Research Abstracts - 2007

Introduction

AIDS is one of the major killers in the modern world, but despite the many treatments that have been developed, the HIV virus continues to spread. One of the main problems in designing drugs to combat HIV is the potential for the virus to develop resistance via mutation. This is a problem that affects drugs targeted at many organisms and is likely to become more of a problem with increased use of drugs to target viral and bacterial infection.

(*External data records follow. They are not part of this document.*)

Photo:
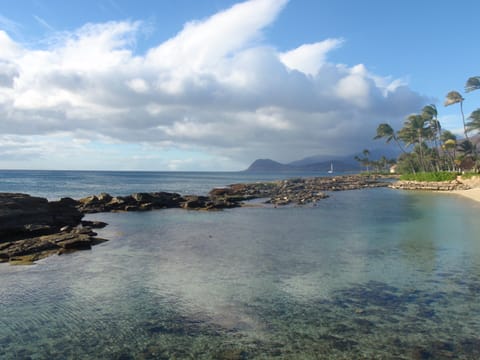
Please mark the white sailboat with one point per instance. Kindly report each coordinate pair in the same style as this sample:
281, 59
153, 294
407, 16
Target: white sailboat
331, 168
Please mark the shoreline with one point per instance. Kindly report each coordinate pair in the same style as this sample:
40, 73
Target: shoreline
472, 194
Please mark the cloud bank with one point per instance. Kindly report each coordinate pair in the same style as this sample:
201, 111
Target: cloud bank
217, 88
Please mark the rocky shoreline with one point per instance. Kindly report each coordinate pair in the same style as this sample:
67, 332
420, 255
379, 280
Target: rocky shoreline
430, 185
32, 228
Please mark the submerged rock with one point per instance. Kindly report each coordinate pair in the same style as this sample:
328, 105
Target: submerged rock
32, 228
299, 191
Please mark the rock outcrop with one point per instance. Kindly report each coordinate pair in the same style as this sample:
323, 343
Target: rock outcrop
32, 228
429, 185
295, 191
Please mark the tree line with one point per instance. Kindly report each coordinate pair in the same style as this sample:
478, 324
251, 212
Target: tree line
426, 147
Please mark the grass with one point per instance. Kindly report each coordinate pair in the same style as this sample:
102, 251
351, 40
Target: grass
470, 175
430, 176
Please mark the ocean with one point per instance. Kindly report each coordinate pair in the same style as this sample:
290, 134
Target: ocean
363, 274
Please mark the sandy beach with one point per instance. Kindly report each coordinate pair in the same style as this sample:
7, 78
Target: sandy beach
474, 192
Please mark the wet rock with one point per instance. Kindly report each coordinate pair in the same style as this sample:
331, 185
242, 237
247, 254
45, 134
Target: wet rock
23, 216
299, 191
430, 185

We have developed a strategy to help prevent this type of resistance by designing the drug molecule to mimic the exact shape of the substrates of the protein targets. The idea being that any mutations that affect drug binding will also affect substrate binding and thus have a deleterious effect on the organism. This is termed the substrate envelope hypothesis.

Methods

The first step in our drug design scheme is the generation of the substrate envelope, which is created by taking a mould of the target’s active site from a crystal structure of the target bound to the substrate. This envelope acts as a barrier, and any designs which pierce this barrier are removed, as they could potentially be knocked out by viral mutants without affecting substrate binding (See Figure 1 ).

Figure 1 A candidate design which almost fits within the substrate envelope

To aid in the synthesis of our designs and reduce the computational load, a fixed scaffold is used as a basis for inhibitor design. These scaffolds are based off of known, successful drugs and are either flexibly or rigidly docked within the envelope. They contain a number of variable sites upon which different functional groups can be grown, and by searching this functional group space, we are able to design inhibitors with a high predicted free energy of binding. However, the large number of scaffold positions combined with a large number of choices at each position and the necessity to search many conformations make this a complex problem. We use a combination of dead end elimination [1] and the A* algorithm [2] to analyze the many possibilities. This allows us to search a large portion of the space in a reasonable amount of time.

Model Systems

All of our work thus far has been focused on designing inhibitors to HIV-1 protease, as it is a widely studied system and is considered to be one of the most effective targets to slow the spread of HIV. We use the backbone structures of three of the most potent HIV inhibitors, Amprenavir, Lopinavir, and Atazanavir (See Figure 2) as our drug scaffolds.

A variety of commercially available compounds are used at the R1, R2 and R3 positions to design inhibitors with a high predicted free energy of binding. 

Current Progress

A set of compounds based on the core of Amprenaivir have been designed, synthesised and tested against a panel of four HIV-1 Protease mutants that represent the most commonly occurring mutations. Results are promising. The tightest binding compound has an affinity of 14pM by isothermal titration calorimetry and, from the set of compounds that have been tested against the mutant panel, the best lose less than tenfold affinity.

We have also designed a series of compounds  from the Lopinavir core. There are two sets of compounds. Half fit within the substrate envelope and half are larger and predicted to bind more tightly but do not fit within the substrate envelope. Examples of both of these sets of compounds can be seen in Figure 2. All these compounds are being tested for affinity and against the panel of mutants.

We have also been working with medicinal chemists in an attempt to optimise some highly promising compounds based on the amprenavir scaffold. The marriage of experiment and theory will hopefully yield some highly promising inhibitors.

Future Plans

We hope to prove the concept of the substrate envelope hypothesis by designing and making molecules that mimic the shape of the peptide substrate of HIV protease and have good activity against a variety of mutant proteases. We can then establish a simple and effective methodology for to avoiding the problems associated with drug resistance in the future. This could greatly aid future efforts in drug discovery.

Acknowledgements

The Amprenavir predictions and much of the coding for this work was done by Michael D. Altman. 

References:

[1] J. Desmet, M. De Maeyer, B. Hazes and I. Lasters. The dead-end elimination theorem and its use in protein side-chain positioning. Nature 356, p539–542, 1992.

[2] A. R. Leach and A. P. Lemon. Exploring the conformational space of protein side chains using dead-end elimination and the A^* algorithm. Proteins 33, p227–239, 1998.